Human Rights Violations in a Silenced Valley

The human toll of India’s August 2019 crackdown in Kashmir has been devastating. In the immediate aftermath, Kashmir was effectively cut off and silenced. More than 4,000 people were reportedly taken into custody within weeks, including opposition politicians, activists, journalists, and even children, under draconian security laws that allow detention without charge. A region-wide communications blackout was imposed, plunging residents into an information void. Even vital services like healthcare and education were paralysed as mobile networks and internet were shut for months on end (high-speed internet was only restored after 18 months, marking one of the world’s longest shutdowns). This collective punishment on an entire population underscored what Human Rights Watch called the government’s effort to ‘shut down Kashmir, hiding the full extent of the harm caused there’.
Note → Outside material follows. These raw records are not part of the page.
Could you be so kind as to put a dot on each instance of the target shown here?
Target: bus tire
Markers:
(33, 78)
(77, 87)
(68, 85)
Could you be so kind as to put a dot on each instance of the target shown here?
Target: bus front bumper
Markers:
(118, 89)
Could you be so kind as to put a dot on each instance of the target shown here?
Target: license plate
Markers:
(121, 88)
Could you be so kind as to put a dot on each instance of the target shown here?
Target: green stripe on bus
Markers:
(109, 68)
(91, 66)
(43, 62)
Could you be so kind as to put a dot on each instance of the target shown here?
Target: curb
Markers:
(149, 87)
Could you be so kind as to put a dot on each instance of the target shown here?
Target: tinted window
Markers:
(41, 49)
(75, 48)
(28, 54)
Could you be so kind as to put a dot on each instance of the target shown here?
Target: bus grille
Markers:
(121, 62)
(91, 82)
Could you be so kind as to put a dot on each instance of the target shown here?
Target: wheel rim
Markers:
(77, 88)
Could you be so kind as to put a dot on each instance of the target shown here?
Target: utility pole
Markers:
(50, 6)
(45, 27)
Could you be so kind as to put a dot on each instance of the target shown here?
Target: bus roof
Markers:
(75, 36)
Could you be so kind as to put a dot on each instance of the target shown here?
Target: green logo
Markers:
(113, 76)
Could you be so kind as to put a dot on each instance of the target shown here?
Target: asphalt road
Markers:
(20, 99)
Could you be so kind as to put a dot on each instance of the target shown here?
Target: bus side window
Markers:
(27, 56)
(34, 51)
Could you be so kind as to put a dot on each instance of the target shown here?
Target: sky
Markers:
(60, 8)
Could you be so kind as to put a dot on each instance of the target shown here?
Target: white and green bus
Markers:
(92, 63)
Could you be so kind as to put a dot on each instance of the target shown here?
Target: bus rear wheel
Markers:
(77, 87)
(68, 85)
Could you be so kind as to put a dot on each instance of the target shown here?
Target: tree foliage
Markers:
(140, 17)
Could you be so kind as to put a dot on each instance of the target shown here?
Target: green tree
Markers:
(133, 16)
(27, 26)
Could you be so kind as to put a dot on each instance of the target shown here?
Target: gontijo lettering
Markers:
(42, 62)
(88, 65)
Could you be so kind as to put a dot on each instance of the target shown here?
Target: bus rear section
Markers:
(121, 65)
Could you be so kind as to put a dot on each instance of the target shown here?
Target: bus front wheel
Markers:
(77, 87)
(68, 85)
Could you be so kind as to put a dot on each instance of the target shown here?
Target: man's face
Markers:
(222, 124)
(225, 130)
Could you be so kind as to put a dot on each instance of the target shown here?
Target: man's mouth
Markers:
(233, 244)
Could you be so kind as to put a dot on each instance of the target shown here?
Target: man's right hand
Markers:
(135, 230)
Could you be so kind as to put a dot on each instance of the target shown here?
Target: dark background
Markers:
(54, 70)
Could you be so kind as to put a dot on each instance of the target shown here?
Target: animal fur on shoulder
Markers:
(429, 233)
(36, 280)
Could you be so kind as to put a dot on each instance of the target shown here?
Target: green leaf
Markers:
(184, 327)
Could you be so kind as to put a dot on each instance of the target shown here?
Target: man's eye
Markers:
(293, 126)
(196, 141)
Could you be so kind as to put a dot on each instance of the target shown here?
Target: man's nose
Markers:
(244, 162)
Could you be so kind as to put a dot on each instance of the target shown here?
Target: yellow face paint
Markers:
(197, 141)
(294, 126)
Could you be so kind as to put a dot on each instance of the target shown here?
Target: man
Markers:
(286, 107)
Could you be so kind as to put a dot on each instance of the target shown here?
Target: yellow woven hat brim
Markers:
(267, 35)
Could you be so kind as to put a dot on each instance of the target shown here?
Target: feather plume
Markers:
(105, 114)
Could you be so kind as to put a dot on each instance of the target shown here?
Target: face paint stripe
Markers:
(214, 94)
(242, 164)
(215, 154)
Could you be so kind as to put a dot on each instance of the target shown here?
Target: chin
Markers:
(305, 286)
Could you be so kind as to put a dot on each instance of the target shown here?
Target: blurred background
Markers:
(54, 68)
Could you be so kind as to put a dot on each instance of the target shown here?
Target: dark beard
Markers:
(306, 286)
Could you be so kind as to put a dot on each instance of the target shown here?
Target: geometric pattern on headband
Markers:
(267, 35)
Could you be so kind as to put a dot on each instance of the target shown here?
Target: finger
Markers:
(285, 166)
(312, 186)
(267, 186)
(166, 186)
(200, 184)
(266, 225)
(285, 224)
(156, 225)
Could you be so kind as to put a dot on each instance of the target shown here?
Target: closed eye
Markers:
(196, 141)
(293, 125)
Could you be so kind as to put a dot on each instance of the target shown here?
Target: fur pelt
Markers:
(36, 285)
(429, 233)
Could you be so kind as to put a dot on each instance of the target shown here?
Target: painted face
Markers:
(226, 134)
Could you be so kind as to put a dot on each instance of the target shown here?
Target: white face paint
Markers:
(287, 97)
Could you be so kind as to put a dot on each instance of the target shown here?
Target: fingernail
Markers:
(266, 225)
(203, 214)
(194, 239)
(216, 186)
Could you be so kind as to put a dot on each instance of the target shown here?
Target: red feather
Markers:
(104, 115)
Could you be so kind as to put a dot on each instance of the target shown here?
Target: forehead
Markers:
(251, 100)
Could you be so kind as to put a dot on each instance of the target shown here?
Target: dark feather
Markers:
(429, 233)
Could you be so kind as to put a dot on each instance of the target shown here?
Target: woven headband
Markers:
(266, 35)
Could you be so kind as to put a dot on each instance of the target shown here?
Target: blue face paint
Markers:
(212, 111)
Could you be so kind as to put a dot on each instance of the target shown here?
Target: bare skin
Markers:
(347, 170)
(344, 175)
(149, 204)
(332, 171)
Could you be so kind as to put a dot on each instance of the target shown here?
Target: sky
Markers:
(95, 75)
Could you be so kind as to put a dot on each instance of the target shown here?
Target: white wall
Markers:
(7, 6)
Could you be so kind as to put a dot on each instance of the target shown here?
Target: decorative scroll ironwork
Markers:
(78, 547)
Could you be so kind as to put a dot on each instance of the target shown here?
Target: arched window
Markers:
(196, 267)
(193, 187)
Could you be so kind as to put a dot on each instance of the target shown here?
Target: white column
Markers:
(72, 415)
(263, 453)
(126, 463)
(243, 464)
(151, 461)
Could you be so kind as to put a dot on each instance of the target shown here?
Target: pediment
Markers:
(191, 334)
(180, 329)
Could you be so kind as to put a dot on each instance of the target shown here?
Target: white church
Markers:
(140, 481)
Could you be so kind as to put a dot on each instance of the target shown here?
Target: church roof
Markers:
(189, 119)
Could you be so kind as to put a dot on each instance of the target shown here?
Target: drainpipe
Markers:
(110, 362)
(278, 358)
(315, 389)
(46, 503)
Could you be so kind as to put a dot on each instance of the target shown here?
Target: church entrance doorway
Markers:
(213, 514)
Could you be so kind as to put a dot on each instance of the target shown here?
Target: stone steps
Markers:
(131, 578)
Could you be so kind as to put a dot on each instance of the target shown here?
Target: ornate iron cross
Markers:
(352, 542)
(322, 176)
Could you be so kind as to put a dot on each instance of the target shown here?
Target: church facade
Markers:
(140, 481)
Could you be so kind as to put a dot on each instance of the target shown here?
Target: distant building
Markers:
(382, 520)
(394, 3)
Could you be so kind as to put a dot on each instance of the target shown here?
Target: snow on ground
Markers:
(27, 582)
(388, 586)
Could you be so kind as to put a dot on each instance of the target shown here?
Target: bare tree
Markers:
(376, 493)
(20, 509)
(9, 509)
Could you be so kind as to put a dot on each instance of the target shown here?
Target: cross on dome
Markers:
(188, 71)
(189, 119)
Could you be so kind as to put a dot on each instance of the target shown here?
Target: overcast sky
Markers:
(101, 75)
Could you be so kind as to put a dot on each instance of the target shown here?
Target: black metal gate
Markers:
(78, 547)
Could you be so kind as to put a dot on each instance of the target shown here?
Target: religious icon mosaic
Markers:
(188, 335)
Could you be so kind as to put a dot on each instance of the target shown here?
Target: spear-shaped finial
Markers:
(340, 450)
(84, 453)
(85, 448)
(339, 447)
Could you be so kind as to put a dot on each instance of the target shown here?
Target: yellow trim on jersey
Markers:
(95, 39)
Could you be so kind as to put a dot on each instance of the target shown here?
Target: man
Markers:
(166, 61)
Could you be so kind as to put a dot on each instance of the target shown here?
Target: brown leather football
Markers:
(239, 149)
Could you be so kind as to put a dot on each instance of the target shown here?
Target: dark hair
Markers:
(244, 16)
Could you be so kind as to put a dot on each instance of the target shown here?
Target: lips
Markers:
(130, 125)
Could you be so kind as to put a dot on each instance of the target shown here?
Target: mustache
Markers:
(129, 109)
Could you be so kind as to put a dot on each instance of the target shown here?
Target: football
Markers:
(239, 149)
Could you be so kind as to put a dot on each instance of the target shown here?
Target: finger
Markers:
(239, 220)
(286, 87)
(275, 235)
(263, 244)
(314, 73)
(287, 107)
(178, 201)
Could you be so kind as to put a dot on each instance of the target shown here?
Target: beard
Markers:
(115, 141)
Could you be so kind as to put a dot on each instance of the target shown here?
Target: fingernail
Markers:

In the three years that followed, the Indian authorities intensified their repression in Kashmir, aiming to choke off any form of dissent. Amnesty International documents a ‘vicious crackdown’ on civil society journalists, lawyers, human rights defenders, and ordinary citizens have faced relentless harassment under a slew of repressive measures. At least 27 journalists have been arrested since 2019 for their reporting, many of them subjected to ‘revolving door’ detentions granted bail by a court only to be immediately re-arrested under the draconian Unlawful Activities (Prevention) Act (UAPA) on new trumped-up charges. Independent media in the region has been gutted: authorities imposed new media policies to tightly control reporting, repeatedly suspended internet services on flimsy pretexts, and even forcibly dissolved the Kashmir Press Club, the valley’s largest journalists’ association in 2022.‘The cost of pursuing journalism in Jammu & Kashmir is huge’, one harassed Kashmiri reporter told Amnesty, encapsulating the climate of fear.

Ordinary Kashmiris continue to suffer daily indignities and abuses. Security forces enforce frequent curfews and checkpoint restrictions on movement. There are credible allegations of excessive force, including the continued use of pellet-firing shotguns that have blinded and maimed hundreds of protesters in recent years (a practice criticised as brutal and indiscriminate by the UN). Dozens of civilians have been killed in disputed encounters, including cases of extrajudicial execution. Torture and ill-treatment of detainees, a long-running concern in Kashmir, persist under a cloak of impunity shielded by laws like the Armed Forces Special Powers Act (AFSPA), which effectively immunises troops from prosecution. The justice system offers little recourse: many of those swept into detention since 2019 remain held without charge or trial, including children and teens who languish in jail under so-called preventive detention orders. As a result of the crackdown, livelihoods have been lost and education disrupted – an entire generation growing up under siege. The United Nations, the European Parliament, and international human rights groups have repeatedly voiced alarm over these abuses, from enforced disappearances to the communications blackout. Yet India has dismissed or ignored such criticism, insisting its actions are an ‘internal matter’. Meanwhile, for the people of Kashmir, the promises of democracy and human rights have never felt more distant.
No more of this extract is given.